JAKARTA – PT Sri Rejeki Isman Tbk (SRIL) atau serikat pekerja Sritex membeberkan kondisi terburuk yang dialami perusahaan saat ini. Pada hari ke-45 pasca putusan pailit, belum ada tanda-tanda keberlangsungan usaha (going concern) sama sekali.
Sritex dinyatakan pailit oleh Pengadilan Negeri Semarang (PN), Jawa Tengah (Jateng), pada 28 Oktober 2024. Tepatnya melalui Putusan Nomor 2/Pdt.Sus Homologasi/2024/PN Niaga Smg.
Koordinator serikat pekerja Sritex Group, Slamet Kaswanto, mengatakan kondisi perusahaan paling buruk karena pabriknya perlahan-lahan kehabisan bahan baku. Bahkan, banyak mesin produksi yang dihentikan manajemen.
“Produksi terhenti dan nasib karyawan tidak jelas. Belum lagi informasi yang kami terima bahwa rekening bank tersebut telah diblokir oleh regulator,” kata Slamet Kaswanto dalam keterangan pers, Minggu (12/08/2024).
Tim kuratorial PN Niaga Semarang dikabarkan harus membatalkan rencana mediasi yang akan difasilitasi Kementerian Ketenagakerjaan (Kemnaker). Pembatalan mediasi antara Sritex dan tim kuratorial mengecewakan serikat pekerja.
“Mengetahui hal itu, kami merasa sangat kecewa, sangat kecewa dengan kurator. Itu hanya mempermainkan nasib puluhan ribu pegawai tanpa ada rasa tanggung jawab,” jelasnya.

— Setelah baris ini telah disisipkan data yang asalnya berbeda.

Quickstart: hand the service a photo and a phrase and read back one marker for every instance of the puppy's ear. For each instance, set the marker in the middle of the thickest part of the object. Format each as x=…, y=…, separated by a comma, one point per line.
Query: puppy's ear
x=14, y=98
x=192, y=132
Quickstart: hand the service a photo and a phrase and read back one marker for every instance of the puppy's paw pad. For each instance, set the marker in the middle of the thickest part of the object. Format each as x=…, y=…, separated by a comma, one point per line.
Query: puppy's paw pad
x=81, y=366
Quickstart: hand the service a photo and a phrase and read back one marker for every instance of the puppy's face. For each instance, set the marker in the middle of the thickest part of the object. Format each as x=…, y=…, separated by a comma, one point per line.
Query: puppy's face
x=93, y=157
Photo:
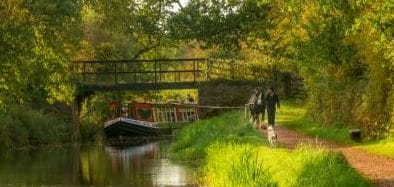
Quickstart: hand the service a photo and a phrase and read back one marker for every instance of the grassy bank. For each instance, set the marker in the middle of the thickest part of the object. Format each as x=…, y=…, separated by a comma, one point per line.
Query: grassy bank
x=232, y=153
x=292, y=115
x=24, y=127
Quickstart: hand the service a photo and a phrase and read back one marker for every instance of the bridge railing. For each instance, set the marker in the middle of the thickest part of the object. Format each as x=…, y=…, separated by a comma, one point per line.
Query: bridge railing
x=140, y=71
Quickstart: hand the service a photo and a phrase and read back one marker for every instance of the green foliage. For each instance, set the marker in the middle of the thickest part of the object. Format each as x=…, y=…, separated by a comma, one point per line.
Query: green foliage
x=383, y=147
x=247, y=165
x=233, y=154
x=191, y=143
x=22, y=126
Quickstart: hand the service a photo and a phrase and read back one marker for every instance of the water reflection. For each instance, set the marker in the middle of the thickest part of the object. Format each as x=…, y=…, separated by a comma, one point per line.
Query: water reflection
x=98, y=165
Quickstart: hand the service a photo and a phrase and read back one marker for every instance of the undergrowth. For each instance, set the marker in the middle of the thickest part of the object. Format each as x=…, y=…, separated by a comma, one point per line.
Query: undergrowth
x=232, y=153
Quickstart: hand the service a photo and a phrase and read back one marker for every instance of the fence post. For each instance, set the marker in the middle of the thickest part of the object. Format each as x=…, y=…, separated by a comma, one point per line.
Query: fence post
x=155, y=70
x=194, y=71
x=115, y=73
x=208, y=73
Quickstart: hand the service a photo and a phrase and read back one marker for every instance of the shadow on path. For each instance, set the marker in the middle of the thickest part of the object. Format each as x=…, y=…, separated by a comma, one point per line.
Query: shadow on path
x=378, y=168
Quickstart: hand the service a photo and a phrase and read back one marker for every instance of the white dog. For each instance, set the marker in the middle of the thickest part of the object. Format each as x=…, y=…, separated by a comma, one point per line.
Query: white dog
x=272, y=137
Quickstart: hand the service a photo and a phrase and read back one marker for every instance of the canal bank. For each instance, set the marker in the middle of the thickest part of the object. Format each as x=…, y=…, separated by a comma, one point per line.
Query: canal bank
x=233, y=153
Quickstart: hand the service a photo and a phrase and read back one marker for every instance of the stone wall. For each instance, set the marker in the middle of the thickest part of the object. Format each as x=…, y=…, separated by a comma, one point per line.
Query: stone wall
x=227, y=93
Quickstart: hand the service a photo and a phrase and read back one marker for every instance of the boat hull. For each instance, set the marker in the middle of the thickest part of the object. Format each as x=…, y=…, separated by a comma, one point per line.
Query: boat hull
x=124, y=127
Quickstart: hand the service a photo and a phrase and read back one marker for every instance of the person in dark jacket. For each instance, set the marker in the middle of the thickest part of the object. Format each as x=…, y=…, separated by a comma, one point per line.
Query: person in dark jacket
x=272, y=101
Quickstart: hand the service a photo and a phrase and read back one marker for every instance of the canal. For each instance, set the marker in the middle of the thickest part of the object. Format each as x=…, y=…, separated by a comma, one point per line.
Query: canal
x=145, y=164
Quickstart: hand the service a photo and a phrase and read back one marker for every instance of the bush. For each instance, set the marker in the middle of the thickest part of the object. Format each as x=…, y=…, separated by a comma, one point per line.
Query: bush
x=22, y=126
x=232, y=153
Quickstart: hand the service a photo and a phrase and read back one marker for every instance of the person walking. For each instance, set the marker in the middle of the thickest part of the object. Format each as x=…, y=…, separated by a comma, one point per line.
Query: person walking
x=272, y=102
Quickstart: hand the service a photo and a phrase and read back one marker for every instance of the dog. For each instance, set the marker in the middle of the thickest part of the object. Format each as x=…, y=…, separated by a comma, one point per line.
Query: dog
x=272, y=136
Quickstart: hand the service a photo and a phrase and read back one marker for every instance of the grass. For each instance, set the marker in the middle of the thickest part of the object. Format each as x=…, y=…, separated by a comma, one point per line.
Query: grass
x=192, y=140
x=292, y=115
x=383, y=147
x=232, y=153
x=248, y=165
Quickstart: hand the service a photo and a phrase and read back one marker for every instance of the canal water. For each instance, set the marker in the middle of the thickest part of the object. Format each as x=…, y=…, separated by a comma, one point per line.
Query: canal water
x=142, y=165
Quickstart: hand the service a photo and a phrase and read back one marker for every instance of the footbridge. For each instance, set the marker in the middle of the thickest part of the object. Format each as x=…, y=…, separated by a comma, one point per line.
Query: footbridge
x=158, y=74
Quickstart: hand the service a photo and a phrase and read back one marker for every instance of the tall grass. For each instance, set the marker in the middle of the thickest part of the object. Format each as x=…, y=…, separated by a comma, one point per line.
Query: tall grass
x=21, y=126
x=232, y=153
x=250, y=165
x=192, y=141
x=293, y=116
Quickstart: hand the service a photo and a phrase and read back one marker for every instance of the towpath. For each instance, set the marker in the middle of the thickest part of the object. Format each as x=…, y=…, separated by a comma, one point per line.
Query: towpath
x=378, y=168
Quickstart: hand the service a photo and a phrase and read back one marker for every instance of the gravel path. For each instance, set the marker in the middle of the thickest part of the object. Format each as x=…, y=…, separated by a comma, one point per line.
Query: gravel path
x=377, y=168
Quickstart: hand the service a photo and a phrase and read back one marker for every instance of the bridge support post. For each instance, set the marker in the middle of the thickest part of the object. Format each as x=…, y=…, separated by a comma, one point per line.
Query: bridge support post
x=76, y=110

Slamet juga mengatakan pemerintah harus berpikir lebih serius terhadap kelangsungan perusahaan tekstil terbesar di Indonesia ini, terutama para pekerjanya yang terancam PHK.
“Memang negara hadir kepada kami para pekerja Sritex, namun apa yang kami inginkan untuk kelangsungan pekerjaan belum terwujud karena ulah segelintir orang yang bersembunyi hanya atas nama hukum,” jelasnya.

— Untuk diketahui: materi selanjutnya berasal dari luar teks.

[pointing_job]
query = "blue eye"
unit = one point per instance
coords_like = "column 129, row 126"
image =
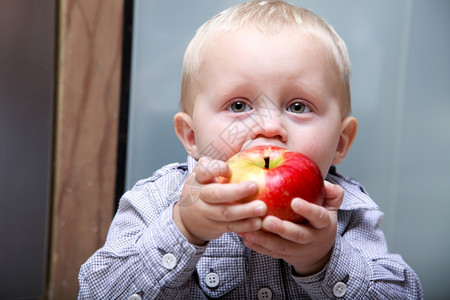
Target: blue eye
column 298, row 108
column 239, row 106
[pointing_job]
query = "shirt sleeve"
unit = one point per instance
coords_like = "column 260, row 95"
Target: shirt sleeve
column 360, row 266
column 144, row 253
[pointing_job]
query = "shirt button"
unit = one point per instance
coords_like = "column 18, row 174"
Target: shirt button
column 212, row 280
column 169, row 261
column 264, row 294
column 339, row 289
column 135, row 297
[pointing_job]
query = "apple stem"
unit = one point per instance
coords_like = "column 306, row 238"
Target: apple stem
column 266, row 161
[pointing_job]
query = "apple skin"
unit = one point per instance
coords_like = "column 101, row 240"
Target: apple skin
column 289, row 175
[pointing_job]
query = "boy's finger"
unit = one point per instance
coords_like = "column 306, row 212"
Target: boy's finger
column 334, row 195
column 237, row 212
column 216, row 193
column 316, row 215
column 207, row 170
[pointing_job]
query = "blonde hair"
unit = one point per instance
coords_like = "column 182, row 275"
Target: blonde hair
column 270, row 17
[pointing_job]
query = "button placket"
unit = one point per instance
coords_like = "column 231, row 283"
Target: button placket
column 212, row 280
column 339, row 289
column 169, row 261
column 264, row 294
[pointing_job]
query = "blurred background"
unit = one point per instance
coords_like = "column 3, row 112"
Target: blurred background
column 88, row 90
column 400, row 53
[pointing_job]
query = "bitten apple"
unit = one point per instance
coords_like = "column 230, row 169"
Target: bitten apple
column 281, row 175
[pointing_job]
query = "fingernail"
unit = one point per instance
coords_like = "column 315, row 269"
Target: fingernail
column 260, row 210
column 297, row 203
column 250, row 237
column 253, row 187
column 269, row 225
column 257, row 224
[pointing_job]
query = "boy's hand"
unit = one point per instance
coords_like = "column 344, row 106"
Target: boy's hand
column 205, row 210
column 307, row 247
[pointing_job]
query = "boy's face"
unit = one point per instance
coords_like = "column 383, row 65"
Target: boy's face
column 259, row 89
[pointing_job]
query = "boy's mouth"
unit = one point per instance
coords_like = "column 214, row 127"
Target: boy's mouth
column 262, row 142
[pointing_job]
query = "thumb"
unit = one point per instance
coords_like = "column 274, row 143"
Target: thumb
column 334, row 195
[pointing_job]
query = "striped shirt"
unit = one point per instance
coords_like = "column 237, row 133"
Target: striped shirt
column 146, row 257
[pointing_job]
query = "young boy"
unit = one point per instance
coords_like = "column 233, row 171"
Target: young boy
column 260, row 73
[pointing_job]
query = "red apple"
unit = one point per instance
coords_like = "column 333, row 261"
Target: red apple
column 281, row 175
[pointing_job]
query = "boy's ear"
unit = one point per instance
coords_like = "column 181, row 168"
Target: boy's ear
column 183, row 128
column 349, row 127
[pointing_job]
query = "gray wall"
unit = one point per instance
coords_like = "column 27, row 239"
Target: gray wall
column 27, row 30
column 400, row 52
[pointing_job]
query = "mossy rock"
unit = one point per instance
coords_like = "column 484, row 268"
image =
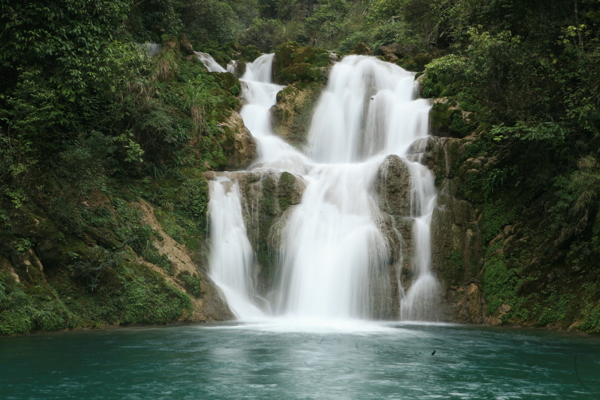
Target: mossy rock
column 294, row 63
column 292, row 115
column 448, row 120
column 228, row 82
column 416, row 63
column 249, row 53
column 361, row 49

Dijelaskannya, pasca putusan pailit Sritex Group oleh Pengadilan Negeri Semarang, para pekerja merasa kaget dan terpukul. Sebelumnya, produksi dan operasional berjalan normal, namun pada saat yang sama perusahaan dinyatakan bangkrut.

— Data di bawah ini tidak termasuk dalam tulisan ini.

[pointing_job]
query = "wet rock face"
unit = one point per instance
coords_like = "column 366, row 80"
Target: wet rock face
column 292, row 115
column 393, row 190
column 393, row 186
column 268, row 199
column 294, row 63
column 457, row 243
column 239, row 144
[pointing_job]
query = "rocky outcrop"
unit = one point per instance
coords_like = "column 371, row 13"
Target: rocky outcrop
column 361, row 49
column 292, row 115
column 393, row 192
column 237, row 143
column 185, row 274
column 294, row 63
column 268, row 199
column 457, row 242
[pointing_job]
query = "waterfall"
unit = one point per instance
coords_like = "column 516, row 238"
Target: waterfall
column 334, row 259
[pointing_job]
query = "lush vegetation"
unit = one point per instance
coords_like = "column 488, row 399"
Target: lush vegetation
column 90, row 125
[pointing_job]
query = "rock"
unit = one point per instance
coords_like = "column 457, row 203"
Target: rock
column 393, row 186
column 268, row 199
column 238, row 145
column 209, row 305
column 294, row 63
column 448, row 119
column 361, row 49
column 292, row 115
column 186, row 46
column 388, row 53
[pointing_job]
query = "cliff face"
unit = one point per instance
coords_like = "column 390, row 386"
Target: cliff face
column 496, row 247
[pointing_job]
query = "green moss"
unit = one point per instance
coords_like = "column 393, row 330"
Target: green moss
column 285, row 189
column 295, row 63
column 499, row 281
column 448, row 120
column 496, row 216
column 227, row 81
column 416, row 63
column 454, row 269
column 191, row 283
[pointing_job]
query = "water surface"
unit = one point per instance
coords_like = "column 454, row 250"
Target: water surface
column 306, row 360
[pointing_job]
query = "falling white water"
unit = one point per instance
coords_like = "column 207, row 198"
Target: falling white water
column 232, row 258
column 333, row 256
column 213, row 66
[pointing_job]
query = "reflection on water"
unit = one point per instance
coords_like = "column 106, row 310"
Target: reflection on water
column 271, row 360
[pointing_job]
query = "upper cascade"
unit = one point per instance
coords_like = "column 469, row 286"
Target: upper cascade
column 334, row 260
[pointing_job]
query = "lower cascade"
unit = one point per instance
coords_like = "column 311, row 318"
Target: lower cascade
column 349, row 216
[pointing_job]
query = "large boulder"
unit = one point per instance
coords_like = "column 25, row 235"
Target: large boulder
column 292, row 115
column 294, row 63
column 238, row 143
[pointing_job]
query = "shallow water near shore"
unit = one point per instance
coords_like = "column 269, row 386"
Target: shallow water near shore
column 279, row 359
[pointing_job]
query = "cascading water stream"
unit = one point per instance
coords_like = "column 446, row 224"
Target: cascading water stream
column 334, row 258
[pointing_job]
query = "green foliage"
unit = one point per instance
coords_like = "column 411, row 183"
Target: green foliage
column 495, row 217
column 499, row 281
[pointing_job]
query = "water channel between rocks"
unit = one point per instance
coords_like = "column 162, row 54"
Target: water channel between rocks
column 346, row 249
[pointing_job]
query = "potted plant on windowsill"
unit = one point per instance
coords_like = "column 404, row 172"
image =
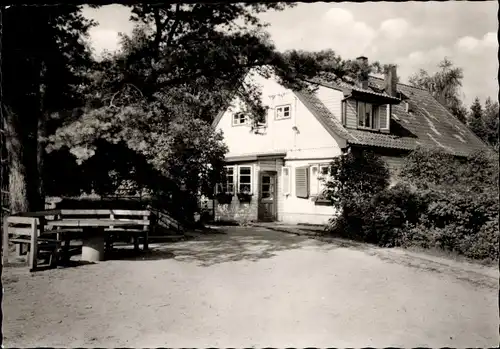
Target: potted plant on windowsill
column 245, row 195
column 224, row 197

Bukan tanpa alasan para buruh terpukul, karena yang ada di pikiran mereka adalah perusahaan bangkrut yang menutup pabrik, PHK, dan PHK. Itu bukan pilihan mereka karena karyawan sebenarnya hanya ingin bekerja dan mendapat bayaran untuk memenuhi kebutuhan hidupnya.
Kekhawatiran pekerja juga telah disampaikan kepada manajemen. Perusahaan berkomitmen untuk tidak melakukan PHK apalagi menutup perusahaan. Artinya keberlangsungan usaha menjadi prioritas. Oleh karena itu, pengusaha tersebut menempuh upaya hukum banding ke Pengadilan Tinggi (MA) untuk membatalkan putusan pailit PN Semarang, ujarnya.
“Dan meminta kepada hakim kurator dan pengawas yang ditunjuk oleh Pengadilan Negeri Semarang untuk menangani kepailitan ini, memberikan izin kelangsungan usaha agar perusahaan dapat tetap berjalan seperti biasa sambil menunggu keputusan Mahkamah Agung, sehingga kelangsungan kerja pekerja tetap terjaga. dan tidak ada PHK,” tegasnya.